My Grizzly 1023 has a mitre fence with 2 screw holes at top (one each end) and a hole bored through the side edge at each end that meet the screw hole (see photos). Only thing I use the TS miter for is cutting tennons, but want a fence to attach a stop block for repeatable settings.

Curious if anyone is familiar with the function of the holes in the miter fence, I don't see that Grizzly sells an attachment. I'm thinking of making a simple plywood attachment, that would be L shaped and bolt on top of the miter guage.. but, I'm betting there are people here with ideas/experience with this.. Thanks in advance for any thoughts.


----------



## Joeb41 (Jun 23, 2012)

I made one using parts from Rockler.http://www.rockler.com/double-t-track-fence-cap


----------



## woodnthings (Jan 24, 2009)

*I use an extended fence*

My fence is long on the cut off side so I can see both sides of the kerf.
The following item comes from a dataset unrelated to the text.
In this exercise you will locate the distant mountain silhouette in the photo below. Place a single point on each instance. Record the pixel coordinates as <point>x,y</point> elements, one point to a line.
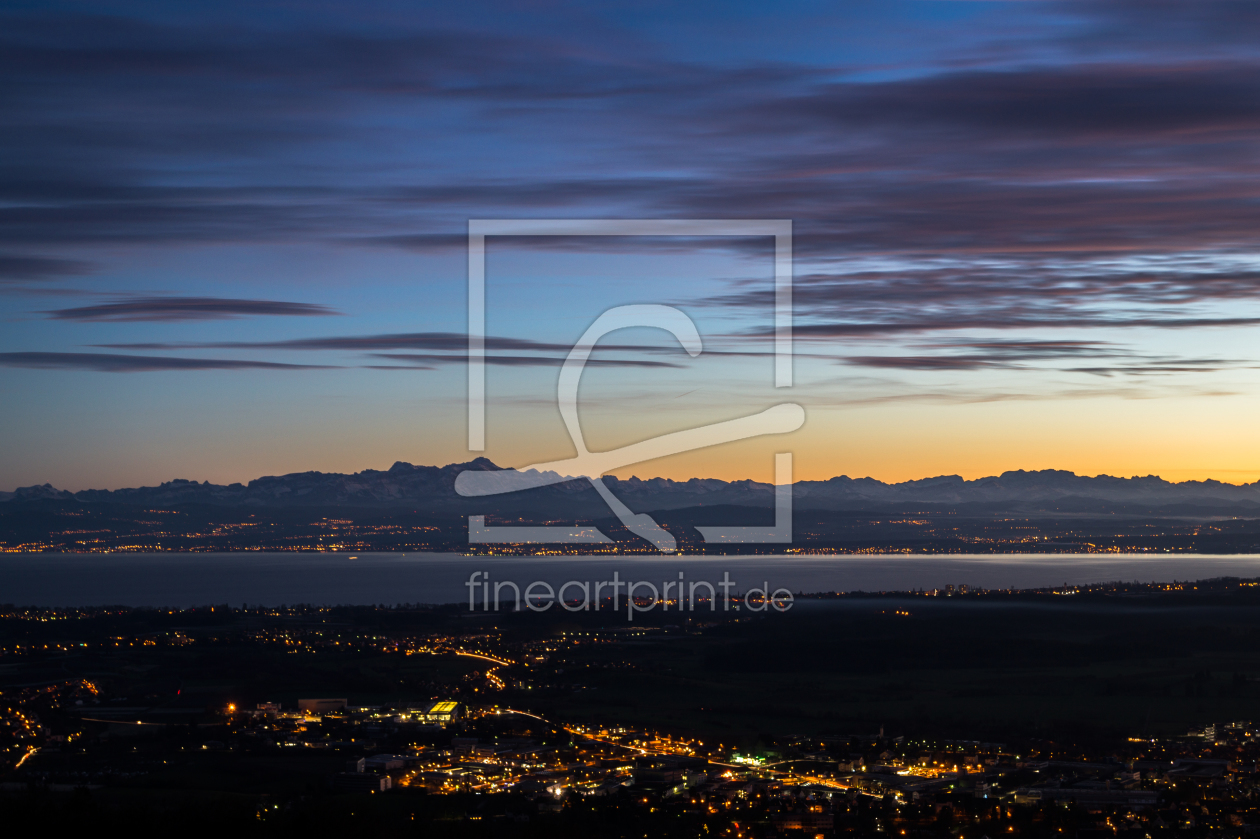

Like this:
 

I don't know what you would use the top holes for on the Grizzly.


This dual gauge set up has virtually no play and will make very accurate 90 degree cross cuts:
 

More examples and discussion here;
http://www.woodworkingtalk.com/f27/crosscut-sled-jig-30811/


----------



## FrankC (Aug 24, 2012)

The holes in the top are to lock a rod with a hook on the end that acts as a stop gauge.


----------



## Steve Neul (Sep 2, 2011)

You don't really need to buy an attachment to make a stop block. All you would have to do is make a L-shaped block to set on your miter gauge fence you could just hole in place with a spring clamp or a small C-clamp like my miter sled. You could even mount a tape measure to the fence for the dimensions.


----------



## stoneda70 (Oct 14, 2013)

Thanks for the comments. I'll go chew on these tonight and decide how I'm going to do it.. thanks again


----------



## stoneda70 (Oct 14, 2013)

Don't get much simpler or inexpensive than this. I made it long on the cutoff side. Will clamp a stop block on. Now to those tennons..


----------